Age: 32 • Engineering Executive Manager • Cenored, Namibia
“I remain inspired by anyone who defied the odds…”
Wayiti Silvester is no stranger to hardship. He lost his father at a very young age and being a first born he set the standard high for himself for academic excellence. This was primarily done to set a good example for his younger siblings. Those who know him will remember that he was a top achiever in high school and he continued to do so through his varsity years at the University of Capetown. This young leader has proven that it does not matter where you come from, all it requires is commitment and hard work and realizing that you have got the power to change your reality. Read our interview with this young leader below.

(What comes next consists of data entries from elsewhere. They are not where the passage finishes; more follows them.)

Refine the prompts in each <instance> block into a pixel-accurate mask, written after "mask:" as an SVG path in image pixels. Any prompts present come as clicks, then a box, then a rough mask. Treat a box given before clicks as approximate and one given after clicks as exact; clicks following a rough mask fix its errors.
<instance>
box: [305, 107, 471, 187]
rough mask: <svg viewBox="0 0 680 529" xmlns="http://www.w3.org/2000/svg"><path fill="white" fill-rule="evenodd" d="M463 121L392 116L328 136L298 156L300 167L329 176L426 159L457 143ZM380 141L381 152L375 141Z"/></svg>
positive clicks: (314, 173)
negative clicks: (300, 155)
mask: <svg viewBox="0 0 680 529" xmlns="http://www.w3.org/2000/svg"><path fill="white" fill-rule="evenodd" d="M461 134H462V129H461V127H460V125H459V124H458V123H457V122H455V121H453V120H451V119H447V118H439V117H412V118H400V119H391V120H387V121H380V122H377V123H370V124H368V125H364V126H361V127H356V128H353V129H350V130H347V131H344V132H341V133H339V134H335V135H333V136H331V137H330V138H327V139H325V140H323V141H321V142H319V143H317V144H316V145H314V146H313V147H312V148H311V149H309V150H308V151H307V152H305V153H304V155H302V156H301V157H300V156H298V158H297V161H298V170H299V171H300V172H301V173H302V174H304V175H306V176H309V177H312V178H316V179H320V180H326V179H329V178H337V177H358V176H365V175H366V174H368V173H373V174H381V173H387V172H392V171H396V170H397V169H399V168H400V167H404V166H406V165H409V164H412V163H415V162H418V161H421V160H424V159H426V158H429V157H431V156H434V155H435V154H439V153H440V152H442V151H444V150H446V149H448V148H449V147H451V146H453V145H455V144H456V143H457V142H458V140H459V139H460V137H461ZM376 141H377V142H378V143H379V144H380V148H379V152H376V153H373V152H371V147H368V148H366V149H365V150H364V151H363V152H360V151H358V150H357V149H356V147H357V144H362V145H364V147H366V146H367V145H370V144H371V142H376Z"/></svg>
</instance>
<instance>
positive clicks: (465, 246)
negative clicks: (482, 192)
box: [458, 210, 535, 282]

1. Take us a little back into your history and tell us where your drive for achievement began?
Probably this drive was as a result of the drive and encouragement I saw and experienced from both my parents;
My mother was not educated, but her outlook to strive for great achievement was remarkable and this challenged me. My father on the other hand always seemed to make the time for anything that he wanted to embark on;
Finally, I come from a not so well off family. I always wanted to change the status quo.
2. What challenges did you overcome in your childhood?
Challenges probably surfaced after the passing on of my father. At this stage, a lot of issues were experienced by the family; issues such as loss of shelter, living in old dilapidated shelter, limited funds. Seeing my mother endure all these difficulties was difficult. As a first born, my challenge was to reverse this, placing a lot of expectation on me.
3. At this point in your career, who inspires you and why?
I remain inspired by anyone who defied the odds…
4. Having such huge responsibilities at work, how do you manage your time to incorporate continuous learning?
The only way out I believe is the will and the right mentality. With no will, you will probably only keep singing that ‘there is no time’. But with the will, you will always make the time.
5. Where do you see yourself in the next 5 years?
The list goes on. But I bet what is important is to be better than who I am today.
6. Take us back to your high school and varsity years, what strategies did you use to achieve your academic goals?
Only had one strategy. And that is to focus on the job at hand. In high school, the job at hand was books; at varsity, the job at hand was books. So it was a matter of knowing why I was sent to school or varsity and doing just that and doing other things when the time allowed.
7. What are your morning routines?
None. It depends from morning to morning. But mostly, prayer, singing some nice songs, and off I go.
8. What is the number one factor that has contributed to your growth?
Not believing in peer pressure.
9. What advice would you give to a young person considering electrical engineering as a career?
That they must be field oriented and not office oriented. A career in engineering is a good career indeed…I recommend it.